Nella sua resa formale al presidente filippino Ferdinand Marcos, Onoda portava l’uniforme dell’esercito imperiale, cappello e spada, tutti ancora in buone condizioni.

Dopo il suo ritorno a casa, Onoda aveva comprato un ranch in Brasile. Successivamente è stato a capo di una scuola nella natura, per bambini nel nord del Giappone.
“Io non considero quei 30 anni una perdita di tempo”, ha detto Onoda in un’intervista del 1995 con l’Associated Press. “Senza questa esperienza, non avrei la mia vita di oggi.”

Nel dicembre del 1944, fu mandato a Lubang, circa 150 chilometri a sud ovest di Manila. La maggior parte degli altri soldati giapponesi si arresero quando le truppe americane sbarcarono a Lubang nel febbraio del 1945, ma centinaia rimasero dispersi per anni dopo la guerra.

Mentre lottava per nutrirsi, la missione di Onoda diventò una sfida di sopravvivenza.
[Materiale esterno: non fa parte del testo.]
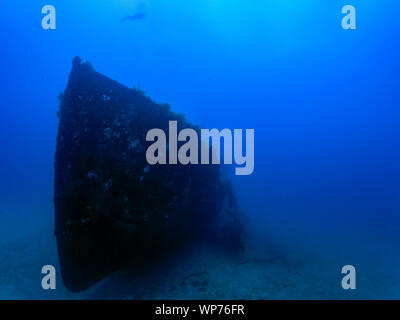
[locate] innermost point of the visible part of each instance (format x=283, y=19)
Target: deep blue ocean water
x=323, y=101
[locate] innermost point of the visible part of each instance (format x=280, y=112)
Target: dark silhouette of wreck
x=111, y=207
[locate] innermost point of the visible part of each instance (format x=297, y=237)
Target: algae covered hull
x=111, y=207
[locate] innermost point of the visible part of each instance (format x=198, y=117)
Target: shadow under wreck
x=111, y=207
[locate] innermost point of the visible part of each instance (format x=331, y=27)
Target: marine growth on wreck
x=111, y=206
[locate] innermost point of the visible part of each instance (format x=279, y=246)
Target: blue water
x=324, y=103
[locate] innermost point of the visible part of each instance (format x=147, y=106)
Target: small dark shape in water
x=136, y=16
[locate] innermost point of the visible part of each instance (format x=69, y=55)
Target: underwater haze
x=324, y=105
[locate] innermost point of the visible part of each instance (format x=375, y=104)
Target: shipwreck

Per sopravvivere rubava riso e banane dalla gente locale giù per la collina, e uccideva le loro mucche per mangiare, innescando schermaglie occasionali.

La svolta arrivò il 20 febbraio 1974, quando incontrò un giovane globe-trotter, Norio Suzuki, che si avventurò a Lubang alla sua ricerca.

Suzuki si accampò nelle radure della giungla e attese. “Oi,” Onoda infine chiamò, e cominciarono a parlare.
Suzuki tornò in Giappone e contattò il governo. Il Maggiore Yoshimi Taniguchi, all’epoca superiore di Onoda, volò a Lubang a consegnare il suo ordine di persona. La resa.